Cursos UCA-Luis Escobar TCAEl doctor Luis Escobar vive a diario desde su consulta la dura enfermedad de los trastornos alimentarios, en boca de enfermos y familiares. Es especialista en endocrinología, metabolismo y nutrición clínica. Y lo escuché en una ponencia dentro de los cursos de verano de la Universidad de Cádiz, dedicada a la anorexia y la bulimia y sus implicaciones en la vida familiar y social.

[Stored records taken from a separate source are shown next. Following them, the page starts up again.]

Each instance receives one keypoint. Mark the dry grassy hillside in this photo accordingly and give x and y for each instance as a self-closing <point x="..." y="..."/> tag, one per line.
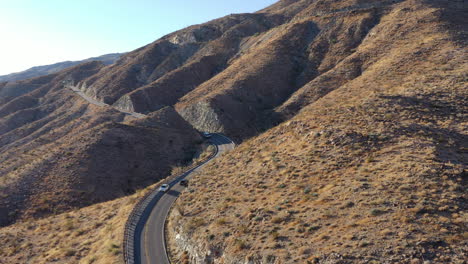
<point x="371" y="170"/>
<point x="352" y="122"/>
<point x="58" y="152"/>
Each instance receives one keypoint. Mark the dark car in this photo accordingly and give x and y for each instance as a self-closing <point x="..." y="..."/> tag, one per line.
<point x="184" y="182"/>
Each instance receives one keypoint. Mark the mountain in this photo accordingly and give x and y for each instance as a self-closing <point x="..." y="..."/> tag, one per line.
<point x="350" y="117"/>
<point x="56" y="67"/>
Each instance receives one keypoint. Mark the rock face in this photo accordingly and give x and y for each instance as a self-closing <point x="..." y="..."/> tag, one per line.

En el resumen del doctor Escobar, definió la alimentación como el “proceso voluntario y consciente por el que se adquieren alimentos”. En cuanto a la nutrición dijo que es el conjunto de “procesos involuntarios llevados a cabo en el organismo para la adecuada asimilación de nutrientes”. Y refiriéndose a la dieta subrayó que es el “conjunto de alimentos del quehacer diario del sujeto”.

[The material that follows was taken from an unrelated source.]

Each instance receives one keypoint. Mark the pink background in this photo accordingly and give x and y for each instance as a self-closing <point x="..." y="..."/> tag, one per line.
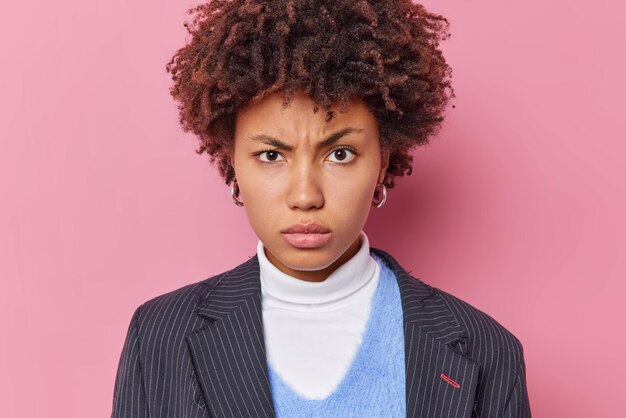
<point x="517" y="207"/>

Lo normal es que haya una relación adecuada con la alimentación: fisiológica y orgánica, con la unidad familiar, de relajación, autoestima, implicación religiosa, tradición y aceptación.

Dicho esto, aludió a que los trastornos de la conducta alimentarios (TCA) son conocidos desde siempre, y se definen como un comportamiento alimentario restrictivo (en calorías) o purgativo (vómitos y atracones). Y llevan implícito una grave pérdida de peso, dándose en personas siempre neuróticas, exigentes y con una gran autodisciplina. El 95% de estos enfermos son mujeres.

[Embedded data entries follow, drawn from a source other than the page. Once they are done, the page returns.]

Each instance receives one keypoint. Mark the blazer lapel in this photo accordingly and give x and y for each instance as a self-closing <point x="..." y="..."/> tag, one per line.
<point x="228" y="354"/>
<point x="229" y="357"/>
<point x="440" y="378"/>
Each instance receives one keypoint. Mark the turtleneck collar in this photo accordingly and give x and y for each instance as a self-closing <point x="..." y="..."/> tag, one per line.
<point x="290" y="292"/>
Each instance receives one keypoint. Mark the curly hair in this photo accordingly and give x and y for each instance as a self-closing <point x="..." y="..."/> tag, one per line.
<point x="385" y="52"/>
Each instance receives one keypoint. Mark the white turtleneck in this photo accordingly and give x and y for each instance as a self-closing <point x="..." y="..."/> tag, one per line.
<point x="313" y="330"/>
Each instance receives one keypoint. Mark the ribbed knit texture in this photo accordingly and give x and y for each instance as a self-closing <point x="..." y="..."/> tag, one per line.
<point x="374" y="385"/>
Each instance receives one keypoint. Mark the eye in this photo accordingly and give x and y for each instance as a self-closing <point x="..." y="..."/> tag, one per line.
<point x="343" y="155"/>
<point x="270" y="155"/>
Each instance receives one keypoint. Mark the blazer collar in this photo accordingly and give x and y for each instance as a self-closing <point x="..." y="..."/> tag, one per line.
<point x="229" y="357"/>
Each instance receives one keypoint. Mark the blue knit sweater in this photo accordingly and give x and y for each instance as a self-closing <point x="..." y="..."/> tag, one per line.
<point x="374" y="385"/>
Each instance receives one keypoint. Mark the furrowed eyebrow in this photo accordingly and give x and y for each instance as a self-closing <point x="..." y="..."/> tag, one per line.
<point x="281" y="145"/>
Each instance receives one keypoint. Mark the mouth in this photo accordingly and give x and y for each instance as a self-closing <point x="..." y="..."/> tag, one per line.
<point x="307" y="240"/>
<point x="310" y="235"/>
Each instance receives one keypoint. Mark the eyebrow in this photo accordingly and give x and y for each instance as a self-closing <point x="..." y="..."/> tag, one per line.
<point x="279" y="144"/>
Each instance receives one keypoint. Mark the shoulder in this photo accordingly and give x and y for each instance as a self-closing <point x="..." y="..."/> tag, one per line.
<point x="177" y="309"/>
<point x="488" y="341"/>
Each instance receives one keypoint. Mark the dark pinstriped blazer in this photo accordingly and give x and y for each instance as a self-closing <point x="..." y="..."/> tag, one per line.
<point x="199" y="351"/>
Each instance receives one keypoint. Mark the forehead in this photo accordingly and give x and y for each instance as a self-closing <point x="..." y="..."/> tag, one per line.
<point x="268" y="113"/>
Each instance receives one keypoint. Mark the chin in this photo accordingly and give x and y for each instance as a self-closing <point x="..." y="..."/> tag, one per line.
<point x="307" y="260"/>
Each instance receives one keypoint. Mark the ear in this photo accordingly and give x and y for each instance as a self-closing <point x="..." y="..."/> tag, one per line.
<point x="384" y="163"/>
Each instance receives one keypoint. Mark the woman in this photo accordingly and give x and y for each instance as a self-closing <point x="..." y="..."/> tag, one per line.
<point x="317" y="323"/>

El 10% de la población española presenta algún TCA. En anorexia, la evolución es poco satisfactoria en un 30% de los casos, con resultado de muerte en un 5-10%.

La edad no es un factor determinante en estas enfermedades, pero siempre hace perder la felicidad del individuo. Conllevan hambre, pérdida de masa ósea y muscular, infarto, pérdida ovárica, etc., y la recuperación es difícil.

Hay quien hace de la alimentación un juego, según su estado de ánimo. Hay obesos que ingieren a diario 16.000 calorías, pero también enfermos de TCA que consumen 200 calorías diarias. Incluso puede haber casos ocultos de alcoholismo, aunque no se vea.

Estos enfermos son personas autoexcépticas con su vida. Son auténticos “zombies” cuyos hábitos repiten, no escuchan a los demás y destrozan la vida de sus familias. En el 30-40% de los casos, las TAC provocan la ruptura de la pareja y la familia. Y los enfermos suelen acabar solos, incluso con suicidios.

Características:

  • No comen en comunidad (fuera del ámbito familiar), aprovechando el intermedio para vomitar.
  • Se unen a «aliados» (que les comprenden, pues ellos ponen sus reglas), o «enemigos», (cualquier familiar), y su problema es el trastorno del esquema corporal.
  • Su conversación va casi siempre sobre los “enemigos”, con sus “aliados”.

Según la FAO, el 25% de la población come bien, el 60% tiene obesidad y sobrepeso. el 25% están sobrealimentados, el 15% ya en cantidad insuficiente, 20% al límite cuantitativo, 30% subalimentación neta y el 10% tienen hambre crónica (sobre todo en países con un alto nivel de corrupción). Pero con solo 10 euros al día, se puede alimentar bien a una persona.